I have more confidence Hal Finney will be back in some form, than that Craig Wright is Satoshi.


No. He was cryonized. Hopefully, the future makes it possible to resurrect him to life.


Alcor's competence, unfortunately, leaves a little to be desired. http://thebaffler.com/salvos/everybody-freeze-pein


I've been to their conferences, and am a member.

I agree they could do far better. I think they are doing the best they think they can do. I think the entire field got poisoned by defining itself in some kind of struggle in the 60s/70s against anti-cryo people, which is stupid.

IVF, organ banking, etc. are progressing nicely. The Russians are doing a great job on human cryo. My hope is that the Alcor preservations are still good enough today that recovery is possible, although it's likely a better preservation technique, causing less damage, might lead to a recoverable person at an earlier date (i.e. Alcor 2016 person is recoverable in 2100; RU-Cryo person cryopreserved with better technology and technique in 2020 is recoverable in 2070.)

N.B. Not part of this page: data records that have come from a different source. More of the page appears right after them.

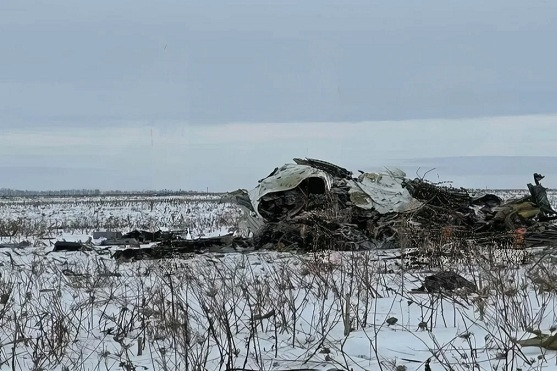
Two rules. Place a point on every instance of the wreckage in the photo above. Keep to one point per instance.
(315, 205)
(312, 204)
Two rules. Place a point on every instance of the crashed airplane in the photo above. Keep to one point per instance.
(315, 205)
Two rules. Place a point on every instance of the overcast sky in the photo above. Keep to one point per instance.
(181, 94)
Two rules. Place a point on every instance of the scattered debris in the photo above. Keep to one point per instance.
(315, 205)
(67, 246)
(173, 248)
(107, 235)
(446, 281)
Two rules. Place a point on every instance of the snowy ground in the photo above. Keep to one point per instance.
(253, 310)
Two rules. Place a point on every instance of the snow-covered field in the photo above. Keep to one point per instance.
(254, 310)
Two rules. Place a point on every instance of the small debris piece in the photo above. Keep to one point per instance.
(391, 321)
(67, 246)
(446, 281)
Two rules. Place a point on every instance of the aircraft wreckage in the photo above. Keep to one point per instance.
(315, 205)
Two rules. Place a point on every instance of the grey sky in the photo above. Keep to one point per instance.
(139, 95)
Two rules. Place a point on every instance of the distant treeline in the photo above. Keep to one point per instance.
(7, 192)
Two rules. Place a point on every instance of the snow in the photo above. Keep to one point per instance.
(261, 310)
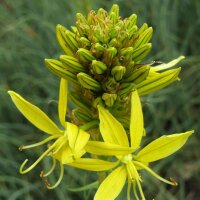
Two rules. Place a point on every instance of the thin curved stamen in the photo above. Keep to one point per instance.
(174, 183)
(140, 189)
(135, 191)
(60, 178)
(37, 161)
(51, 169)
(39, 143)
(129, 190)
(59, 147)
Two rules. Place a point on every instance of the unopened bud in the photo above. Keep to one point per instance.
(72, 64)
(88, 82)
(111, 52)
(84, 42)
(60, 70)
(98, 67)
(118, 72)
(85, 55)
(109, 99)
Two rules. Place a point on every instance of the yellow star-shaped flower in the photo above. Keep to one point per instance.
(68, 142)
(114, 134)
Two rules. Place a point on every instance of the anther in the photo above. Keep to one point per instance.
(21, 148)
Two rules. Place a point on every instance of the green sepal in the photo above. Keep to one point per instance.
(88, 82)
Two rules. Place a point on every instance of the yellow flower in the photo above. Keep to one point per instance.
(113, 133)
(69, 142)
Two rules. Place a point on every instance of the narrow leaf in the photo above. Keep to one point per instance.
(136, 122)
(93, 164)
(62, 103)
(105, 148)
(111, 130)
(36, 116)
(111, 187)
(163, 147)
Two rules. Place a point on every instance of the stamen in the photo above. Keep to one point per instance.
(135, 191)
(21, 148)
(39, 143)
(171, 182)
(140, 189)
(59, 147)
(42, 174)
(129, 190)
(60, 178)
(37, 161)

I still think Alcor is better odds than box in the ground or being incinerated. For ~$1k/yr (membership + insurance), it's worth it to me, even if only to fund/etc. research.


The article is really bad, full of ad-hominem against Alcor and cryonics and no actual argumentation. But you posted it to argue against Alcor's competence, and it does list a case where that was true.

Anyways, I don't recommend clicking, but here's the part where Alcor's competence is put into questoin.

>Within minutes of taking custody of the body, the bumbling Alcor team began experiencing a series of equipment failures. A temperature monitor didn’t work because, as it turned out, the batteries were dead. Shortly thereafter, their expensive mechanical chest-compression device stopped functioning. Then, having moved Suozzi’s body into a tub of ice, the Alcor team realized they’d forgotten to bring along a key piece of cooling equipment. Alcor’s after-action report, compiled from the haphazard “free-form” observations of an unnamed but “experienced” observer, determined that such mistakes could in the future be remedied by “the use of a checklist.”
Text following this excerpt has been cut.